While we still await a full diagnosis of my daughter’s social and behavioral issues, we understand that patience will be key to dealing with it, and it becomes obvious to myself that the gods knew that I would require the lessons in patience so that I would be better prepared to deal with my overly-active daughter. Would I have been as prepared without the lesson? Perhaps, but I also have enough faith and trust in the gods to know that they are far more knowledgeable than I am about these things, and if they thought I needed the extra boost, they were fully justified in giving it to me.

Not all lessons from the gods come this way, but many do. We’ve all known someone who lost a loved one and learned that heartbreak doesn’t last forever, or someone who lost a job and had to learn the valuable lesson that money isn’t everything. Perhaps it wasn’t a friend, but you, as the reader, who has had some kind of lesson given to you in the past that taught you something very valuable about yourself and the world you live in. Many times we do not recognize these teachings for what they are at the time, but only after reflecting on the events in ones past do we truly recognize the god’s teachings. We can call them life experiences or trials or whatever else we wish, but truly they are important lessons from our gods that we need to learn in order to reach our full potential and be truly happy. Some are harder lessons to learn than others, and if we don’t learn the first time, deity may find it necessary to teach the lesson again, or for longer than originally intended. What matters is that we learn from it, and grow spiritually and emotionally from the experiences given to us.

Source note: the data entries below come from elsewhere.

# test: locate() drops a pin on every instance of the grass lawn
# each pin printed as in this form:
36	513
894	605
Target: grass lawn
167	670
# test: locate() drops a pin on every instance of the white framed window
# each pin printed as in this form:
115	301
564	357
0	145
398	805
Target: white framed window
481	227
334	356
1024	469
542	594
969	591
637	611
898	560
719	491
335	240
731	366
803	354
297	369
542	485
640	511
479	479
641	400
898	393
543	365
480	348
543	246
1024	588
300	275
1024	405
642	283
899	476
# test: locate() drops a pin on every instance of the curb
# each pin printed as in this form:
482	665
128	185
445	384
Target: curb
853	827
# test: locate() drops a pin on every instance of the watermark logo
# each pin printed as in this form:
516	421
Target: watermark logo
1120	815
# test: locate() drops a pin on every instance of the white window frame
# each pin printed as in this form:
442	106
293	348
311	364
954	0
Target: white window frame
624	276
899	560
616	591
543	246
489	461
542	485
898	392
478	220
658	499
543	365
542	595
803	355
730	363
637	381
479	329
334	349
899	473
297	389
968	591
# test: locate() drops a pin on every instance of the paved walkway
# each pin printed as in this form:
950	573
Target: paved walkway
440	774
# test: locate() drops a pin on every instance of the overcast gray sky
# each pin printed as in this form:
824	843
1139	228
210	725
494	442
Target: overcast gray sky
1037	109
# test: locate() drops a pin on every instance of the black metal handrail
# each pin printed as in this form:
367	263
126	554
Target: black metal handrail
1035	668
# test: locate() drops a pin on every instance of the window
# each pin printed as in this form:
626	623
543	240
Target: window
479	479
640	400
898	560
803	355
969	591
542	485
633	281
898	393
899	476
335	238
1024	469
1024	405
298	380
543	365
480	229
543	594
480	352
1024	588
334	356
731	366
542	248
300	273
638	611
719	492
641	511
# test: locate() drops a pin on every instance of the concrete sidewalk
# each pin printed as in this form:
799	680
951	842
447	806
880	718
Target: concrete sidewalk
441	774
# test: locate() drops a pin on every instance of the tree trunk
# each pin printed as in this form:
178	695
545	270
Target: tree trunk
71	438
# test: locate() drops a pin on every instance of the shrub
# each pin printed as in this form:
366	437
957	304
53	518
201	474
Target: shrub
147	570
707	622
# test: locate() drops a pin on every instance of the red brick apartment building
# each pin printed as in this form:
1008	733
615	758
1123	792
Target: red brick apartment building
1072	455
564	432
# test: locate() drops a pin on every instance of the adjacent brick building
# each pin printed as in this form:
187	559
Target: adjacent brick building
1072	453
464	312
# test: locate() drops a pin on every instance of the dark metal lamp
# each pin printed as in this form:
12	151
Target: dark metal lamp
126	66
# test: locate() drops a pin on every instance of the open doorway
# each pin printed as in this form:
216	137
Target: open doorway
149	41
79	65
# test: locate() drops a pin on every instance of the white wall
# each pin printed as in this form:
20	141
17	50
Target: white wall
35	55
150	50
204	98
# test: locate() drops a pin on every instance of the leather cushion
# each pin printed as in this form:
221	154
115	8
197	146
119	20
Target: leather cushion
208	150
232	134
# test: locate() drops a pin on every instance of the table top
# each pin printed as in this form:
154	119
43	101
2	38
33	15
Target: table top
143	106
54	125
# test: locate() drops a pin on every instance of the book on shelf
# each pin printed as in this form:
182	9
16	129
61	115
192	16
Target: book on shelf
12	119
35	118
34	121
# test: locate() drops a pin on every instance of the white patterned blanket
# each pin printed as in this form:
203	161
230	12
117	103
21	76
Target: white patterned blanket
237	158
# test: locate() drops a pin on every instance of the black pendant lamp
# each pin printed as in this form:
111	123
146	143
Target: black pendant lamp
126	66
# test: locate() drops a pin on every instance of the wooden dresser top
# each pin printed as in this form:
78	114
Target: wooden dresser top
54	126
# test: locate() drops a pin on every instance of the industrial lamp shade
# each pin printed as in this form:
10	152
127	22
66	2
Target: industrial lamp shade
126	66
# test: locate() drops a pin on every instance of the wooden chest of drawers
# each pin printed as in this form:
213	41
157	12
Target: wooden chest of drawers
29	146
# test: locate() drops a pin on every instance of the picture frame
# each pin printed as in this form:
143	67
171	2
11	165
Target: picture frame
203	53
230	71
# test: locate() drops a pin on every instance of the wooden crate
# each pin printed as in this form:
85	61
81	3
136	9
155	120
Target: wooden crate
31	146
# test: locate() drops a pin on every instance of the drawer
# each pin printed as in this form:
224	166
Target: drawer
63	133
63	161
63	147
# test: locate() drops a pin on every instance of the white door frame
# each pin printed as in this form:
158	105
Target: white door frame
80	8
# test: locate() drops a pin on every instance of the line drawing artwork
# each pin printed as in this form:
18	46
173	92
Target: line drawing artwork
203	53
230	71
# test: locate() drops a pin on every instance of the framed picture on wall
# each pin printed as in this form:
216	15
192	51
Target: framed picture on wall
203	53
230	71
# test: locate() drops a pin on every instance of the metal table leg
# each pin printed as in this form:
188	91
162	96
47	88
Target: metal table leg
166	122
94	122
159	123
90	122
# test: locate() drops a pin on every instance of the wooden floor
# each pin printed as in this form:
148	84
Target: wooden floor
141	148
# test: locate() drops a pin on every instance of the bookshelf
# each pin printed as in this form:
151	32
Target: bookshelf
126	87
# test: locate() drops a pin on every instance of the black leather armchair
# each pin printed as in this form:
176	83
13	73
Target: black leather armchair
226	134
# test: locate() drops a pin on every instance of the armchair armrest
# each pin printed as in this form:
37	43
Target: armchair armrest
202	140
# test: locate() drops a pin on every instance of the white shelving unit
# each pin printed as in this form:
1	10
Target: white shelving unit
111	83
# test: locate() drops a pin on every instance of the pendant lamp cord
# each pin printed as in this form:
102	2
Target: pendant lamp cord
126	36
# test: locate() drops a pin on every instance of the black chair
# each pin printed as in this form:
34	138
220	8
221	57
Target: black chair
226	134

Like many Pagans today, I was drawn here by another personal experience meant to teach me a lesson: the death of a close loved one. My mother’s death rocked me, made me question what I hoped to get out of religion, and I finally understood that it wasn’t what I was currently getting. I spent years shopping around, joining the campus Christian coalition in an effort to find the kind of religious experience that I hoped and longed for, a personal connection to deity that was lacking, a sign that there truly was some divine being out there who had a personal interest in the pain I was going through. Much to my own surprise, my solace came when I sat beneath the trees of the amphitheater at the college I was attending, when I listened to the rush of the river nearby and listened to the birds chirping in the trees. It took losing my mother to find Paganism, a personal connection to the very real driving present in all of nature. Without that not-so-subtle push, I would probably have never seen the forest for the trees, would have blindly flailed through life with a spirituality that didn’t make sense to me and offered nothing back. Again, another painful lesson, but one I needed to learn to get to the point I am today, of truly feeling harmony with the world around me and the creatures in it.

The lessons that I have learned, while exclusive to me, are echoed around the world with other Pagans, with people of every religion, every day. They come in all shapes and sizes, these lessons, and have since the dawn of time. For every action, a reaction. It’s not just a law of physics anymore.

I truly hope that I have learned patience from this most recent experience, of having to have others do things for me that I could no longer do myself, of having to slow down and think about each step, to think about what I was doing and where I was going. My sincerest wish is to implement their teachings in my daily life, and to not get worked up over things I cannot change, to go with the flow and take things in stride, as they come.

Because I really hope they don’t decide to break the other foot if I haven’t.